= Emmanuel Serriere =

Educator and administrator

Emmanuel Serrière is an educator, administrator, and advocate for people with developmental disabilities, researcher on autism.

== L'Arche and Jean Vanier ==
Serrière has been instrumental his entire forty five-year career in helping adults with developmental disabilities in California to have a more normalized life according to their choices in their own community. One of his first important contacts was with Jean Vanier in Trosly Breuil where he was employed from February to July 1965 to help create l'Arche in that small village North of Paris.
Serrière immigrated to the United States from France in 1968 became a US citizen in 1974 and got married in June 1976 in Saratoga, California. He obtained a master's degree in Rehabilitation Administration from the University of San Francisco and subsequently became executive director of various California non-profit agencies in Northern California most of which deal with adults with developmental disabilities. He based his entire career on the philosophy broadly borrowed from his mentor Jean Vanier: providing people-centered services, empowering them to achieve their full potential and beyond, and maximizing their quality of life according to their choices. In 1986, Serrière was appointed Calaveras County Mental Health Administrator where he worked for seven years.
He belongs, thru his mother, to the same old French family that Jean-Pierre Desthuilliers.

== Autism ==
As part of his Master's thesis, Serrière did some research on autism, studying three specific cases and the insertion of these three individuals with the general population of people with developmental disabilities. He worked with Dr. Bernard Rimland, Director of the Autism Research Institute. Serrière is convinced that the diagnosis of autism should not have been altered to include the word "spectrum" to its name "autism spectrum" as it now became a catch-all for all troubled children including misbehaving and attention deficit. To respond to numerous friends and parents who approached him looking for a three-minute diagnosis of their sons or daughters, Serriere generalize by sharing his beliefs that there is no Autism or Asperger syndrome or Kanner syndrome without specific visible traits: the person affected with autism is in their own world without eye contact or paying attention to the other person. They resent being touched, even a handshake. They will often keep busy by tapping fingers on own face, a colorful toy, a window and seeming to pay deep attention to the rhythm and the sensation received from this patter. They might spin plates or doing excessive and very repetitive movement including jumping on a trampoline for hours. Of course, there are also the "Autistic Savants" or savantism who will excel in math, drawing, music, memory exercise such a retaining an entire piano concerto, the decimals of 3 over 14, the view of a details of a building, dates past and future, etc. Serrière still believes that Dr. Rimland's long qualifying (500 questions) questionnaire should be the only basis for defining autism.
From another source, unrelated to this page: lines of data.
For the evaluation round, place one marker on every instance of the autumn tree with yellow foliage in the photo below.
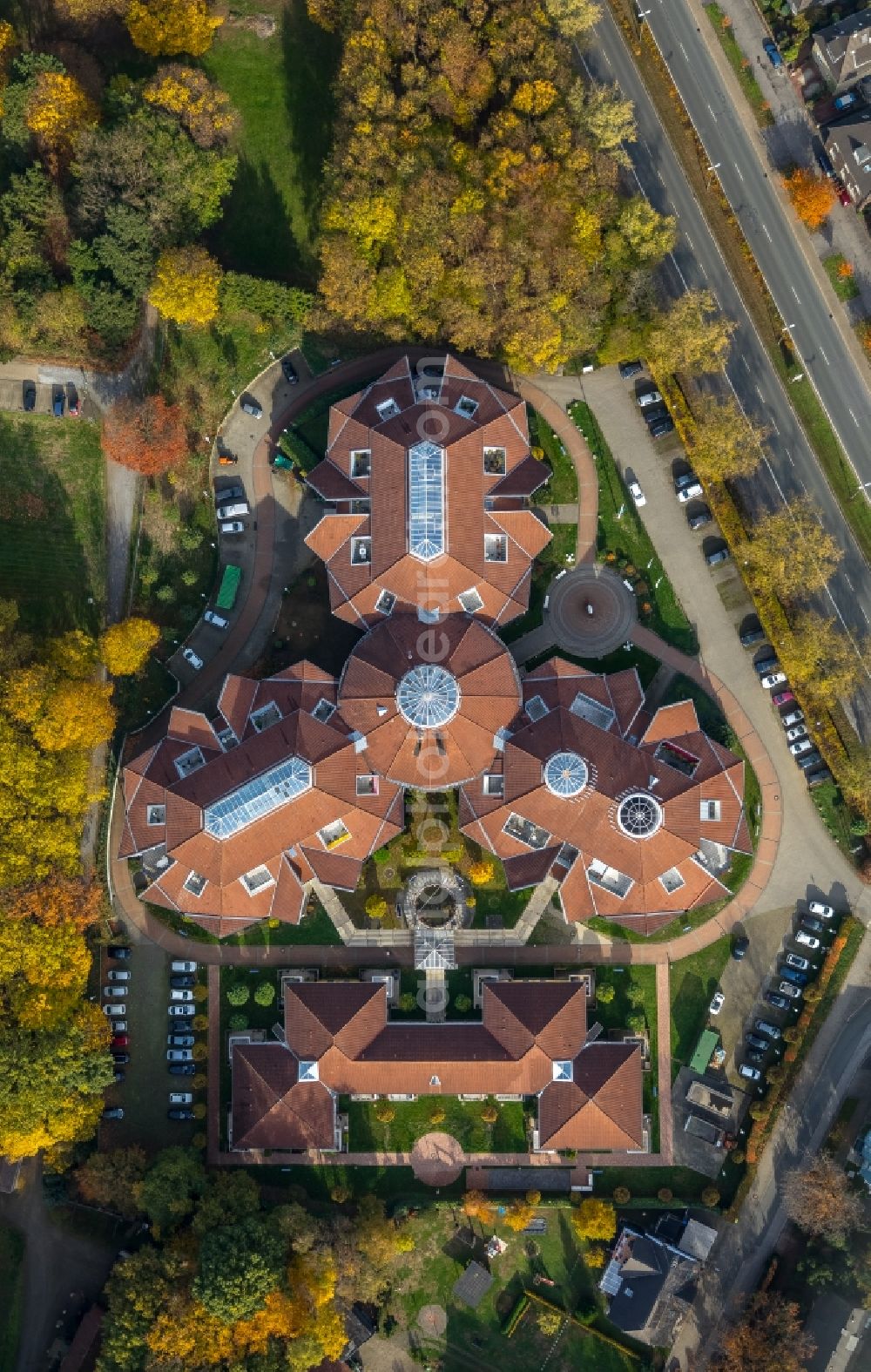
(186, 287)
(166, 28)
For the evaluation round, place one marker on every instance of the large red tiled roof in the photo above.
(685, 774)
(338, 1035)
(484, 678)
(427, 412)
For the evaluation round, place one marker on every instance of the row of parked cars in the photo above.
(797, 968)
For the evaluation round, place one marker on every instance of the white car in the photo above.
(822, 911)
(807, 940)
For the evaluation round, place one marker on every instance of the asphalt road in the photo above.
(790, 468)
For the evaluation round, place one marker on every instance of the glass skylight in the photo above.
(273, 787)
(425, 501)
(565, 774)
(429, 696)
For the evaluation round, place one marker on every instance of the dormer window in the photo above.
(361, 463)
(265, 716)
(496, 461)
(467, 408)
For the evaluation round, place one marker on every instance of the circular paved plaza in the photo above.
(590, 611)
(438, 1159)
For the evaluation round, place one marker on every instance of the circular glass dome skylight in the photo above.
(565, 774)
(639, 815)
(429, 696)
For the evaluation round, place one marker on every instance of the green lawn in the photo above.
(463, 1119)
(844, 286)
(52, 522)
(281, 88)
(693, 983)
(625, 542)
(11, 1286)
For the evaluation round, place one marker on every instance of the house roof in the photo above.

== Work with California legislators ==
Serriere was instrumental in introducing two major California laws, one in 1978 with Senator Roberti clearly mandating that developmentally disabled people have the right to live in the community: SB 2093, introduced by Senator Roberti in 1978 requires that residential programs for 6 or fewer persons be treated and considered like any other family residence. Once the law passed, Serriere edited and published a booklet distributed widely to about one hundred service clubs of the Bay Area explaining why people with developmental disabilities can make good neighbors.

The other was in 2006 with Assembly member Greg Aghazarian permitting transport agencies to obtain Disabled access license plates (AB 1910, Ch 203, Sections 5007 and 22511.56 of the CA Vehicle Code). This new law went into effect on Jan 1, 2007.

His latest involvement helped Manteca CAPS (1995–2008), (called Valley CAPS since July 1, 2010) a day program for adults with Intellectual disability in Central California, from being stagnant and unsuccessful to one of the most successful day program for adults with developmental disabilities. With his progressive Board of Director he was able to increase the services of Manteca CAPS from 50 consumers to over 300 on five campuses increasing staff from 17 to over 115. His achievements were very often covered in the Manteca Bulletin including development of new campuses in Manteca, Lathrop and Modesto.

== Publication ==
New Neighbors (as Editor), a booklet distributed widely to about one hundred service clubs of the Bay Area explaining why people with developmental disabilities can make good neighbors.